Aquaculture for all

Notes from a small islandReady to Muck in

Atlantic Salmon Jobs +3 more

Clara McGhee has recently started working on a salmon farm off the Isle of Muck. In the first installment of a new series for The Fish Site she describes the route that took her one of the most isolated and exposed fish farms in Scotland

by Fish farm manager, Mowi Scotland
Clara McGhee thumbnail

“How many years was it you spent at university, Clara?” called my new colleague. At the time, I was pulling myself to the middle of a salmon pen in a small inflatable dinghy in the wind and rain to alter the angle of the feed spreader. “Five,” I replied. “Five long years.”

Looking towards the islands of Rum (left) and Eigg from the fish farm on Muck

Yet here I am: as a farm technician on Marine Harvest’s site on Muck, the smallest of Scotland’s Small Isles. Having just started at the end of September, I write this as I finish up my first two-week shift on the island.

I come from a background in environmental consulting but chose to leave my Edinburgh office job back in May 2017. With it, I left behind a clear ladder of career progression and a life in the city. In September 2017 I ended up back at university to do an MSc in sustainable aquaculture. And now I find myself on Muck. In 14 months I’ve gained a degree and swapped the conventional nine-to-five – tights, skirts and blouses – for a two-week-on, two-week-off job, in life jacket, wellies and oilskins.

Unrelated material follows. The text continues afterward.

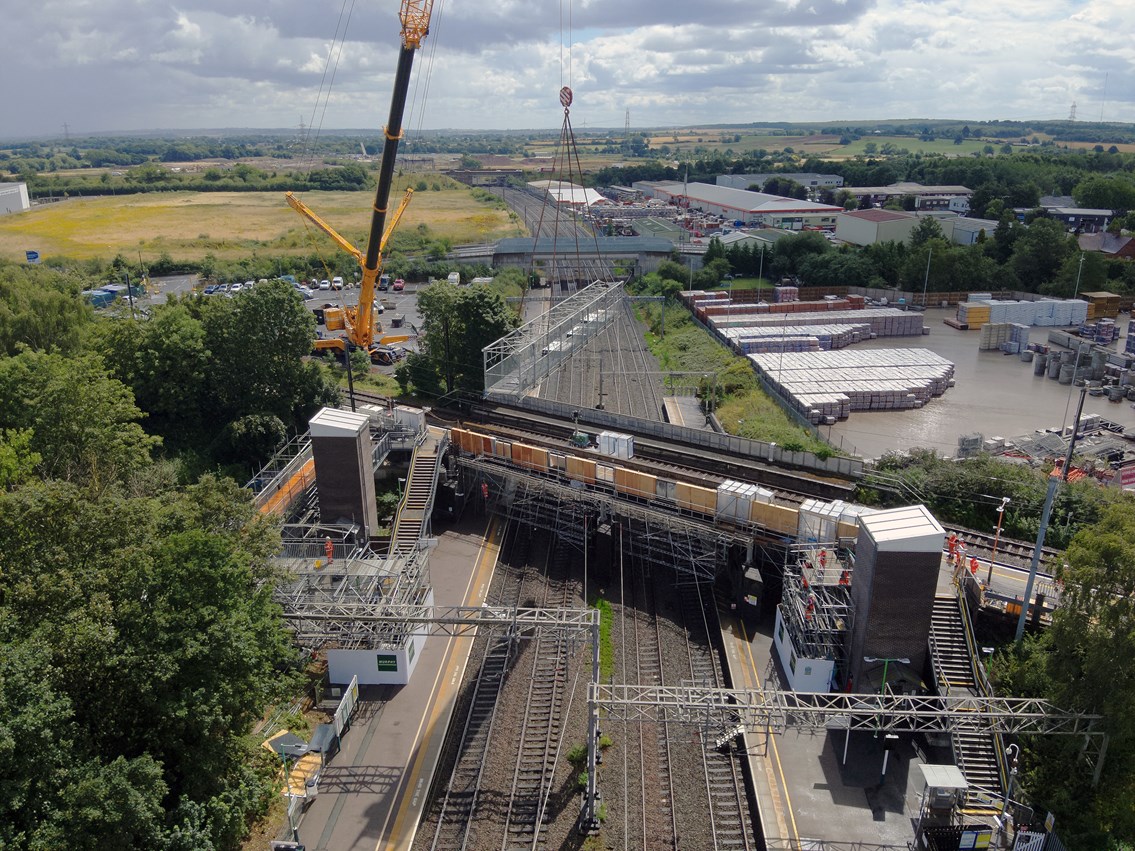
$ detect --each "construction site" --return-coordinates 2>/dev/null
[241,6,1125,851]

Clara's belongings and food for two weeks - Muck has a population of around 35 and no full-time shop

A lot of people thought I was crazy (and probably still do). Most people were at least surprised. Some offered words of support and enthusiasm about my change in career. My friends were worried for me – “Aren’t you nervous about being the only girl?”, “Where’s Muck?” or “How do you even farm salmon? Is it dangerous?” they would ask. But my parents thought it was great. My dad is an avid salmon fisherman and one of the greatest life lessons he has taught me is to never settle for existing in an office, doing a job you don’t enjoy.

After nearly four years of working in the environmental sector, I was frustrated. I didn’t feel like my work had much purpose or was making a meaningful impact. Added to this was a growing dislike for being in an office most of the time, staring at a computer screen for most of the day. I found myself moaning about my job a lot and the one thing I can’t stand in life is people who complain about something but make no effort to change the situation. I had become that person and knew I had to do something about it.

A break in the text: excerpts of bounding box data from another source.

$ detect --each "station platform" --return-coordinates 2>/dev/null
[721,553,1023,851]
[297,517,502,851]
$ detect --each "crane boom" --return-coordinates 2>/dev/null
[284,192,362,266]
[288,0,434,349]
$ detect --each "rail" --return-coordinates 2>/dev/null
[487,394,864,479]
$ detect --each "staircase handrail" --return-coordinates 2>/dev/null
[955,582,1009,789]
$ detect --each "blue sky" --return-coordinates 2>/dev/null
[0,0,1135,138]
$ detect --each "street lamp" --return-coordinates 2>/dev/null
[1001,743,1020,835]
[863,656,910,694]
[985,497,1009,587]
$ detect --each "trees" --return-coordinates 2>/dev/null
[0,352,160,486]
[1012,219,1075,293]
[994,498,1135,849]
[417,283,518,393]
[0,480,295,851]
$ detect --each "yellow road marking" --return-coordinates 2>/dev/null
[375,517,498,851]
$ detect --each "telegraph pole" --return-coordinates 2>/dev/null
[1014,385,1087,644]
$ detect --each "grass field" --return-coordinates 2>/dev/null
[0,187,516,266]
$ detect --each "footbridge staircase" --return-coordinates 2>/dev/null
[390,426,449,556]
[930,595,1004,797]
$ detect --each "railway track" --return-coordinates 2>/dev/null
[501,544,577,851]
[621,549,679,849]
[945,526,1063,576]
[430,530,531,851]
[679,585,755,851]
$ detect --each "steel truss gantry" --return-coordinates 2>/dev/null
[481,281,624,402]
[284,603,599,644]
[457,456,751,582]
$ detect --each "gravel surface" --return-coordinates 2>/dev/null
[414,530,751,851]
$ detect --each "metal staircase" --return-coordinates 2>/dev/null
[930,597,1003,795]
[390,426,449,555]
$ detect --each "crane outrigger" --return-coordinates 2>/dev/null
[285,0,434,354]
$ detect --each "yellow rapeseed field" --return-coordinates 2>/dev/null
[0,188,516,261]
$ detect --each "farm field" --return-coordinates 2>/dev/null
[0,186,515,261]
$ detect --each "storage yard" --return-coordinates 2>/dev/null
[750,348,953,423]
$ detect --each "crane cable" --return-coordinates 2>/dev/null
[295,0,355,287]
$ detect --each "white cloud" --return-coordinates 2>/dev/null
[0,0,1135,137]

Salmon farming had interested me for a long time. It ticked the boxes of some of my greatest passions in life: the marine environment, farming, sustainability, Scotland’s west coast… and food. After a fairly last-minute decision, I applied to the Institute of Aquaculture at the University of Stirling and on my 27th birthday found out that I had been accepted onto the MSc course which started three weeks later. Sure, there were times when I was skint and in the library at midnight for the fourth day in a row, times that made me question my decision to leave my comfortable job and salary. But I am so happy I did it.

The view towards Eigg on Clara's first day on the site

For Scotland, salmon farming is hugely important, particularly in rural, west-coast communities like Muck. But it also fits into a far bigger picture in areas such as food security, sustainability and global markets. Still a relatively new industry, salmon farming is also highly innovative and is evolving quickly. For me, all of these factors make it a really interesting sector to become involved in and I’m looking forward to playing a small part in the Scottish industry, both now and in the future.

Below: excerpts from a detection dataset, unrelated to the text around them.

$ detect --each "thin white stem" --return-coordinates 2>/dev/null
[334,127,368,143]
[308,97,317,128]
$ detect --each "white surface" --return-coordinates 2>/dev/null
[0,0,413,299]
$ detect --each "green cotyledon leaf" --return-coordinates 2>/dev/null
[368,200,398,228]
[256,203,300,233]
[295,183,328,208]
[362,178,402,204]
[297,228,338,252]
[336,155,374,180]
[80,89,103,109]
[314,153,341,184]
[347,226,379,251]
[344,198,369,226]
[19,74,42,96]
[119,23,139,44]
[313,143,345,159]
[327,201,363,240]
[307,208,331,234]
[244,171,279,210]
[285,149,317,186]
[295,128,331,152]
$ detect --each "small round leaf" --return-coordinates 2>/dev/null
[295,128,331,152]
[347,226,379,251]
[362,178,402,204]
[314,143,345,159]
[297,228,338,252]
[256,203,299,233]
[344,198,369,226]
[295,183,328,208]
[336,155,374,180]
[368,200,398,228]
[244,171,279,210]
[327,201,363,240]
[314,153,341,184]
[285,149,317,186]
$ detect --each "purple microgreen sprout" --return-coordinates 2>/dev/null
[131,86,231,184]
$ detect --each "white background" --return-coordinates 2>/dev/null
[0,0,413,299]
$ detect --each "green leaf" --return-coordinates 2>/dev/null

However, I would be lying if I said I wasn’t apprehensive about going to Muck. Before starting on 24 September, I had never set foot on the island. And whilst I wasn’t fazed about “being the only girl”, I was nervous that I wouldn’t fit in because of my background. I had got it into my head that because I came from university, my new colleagues would think I was a total nerd – which I definitely am – but I need not have worried.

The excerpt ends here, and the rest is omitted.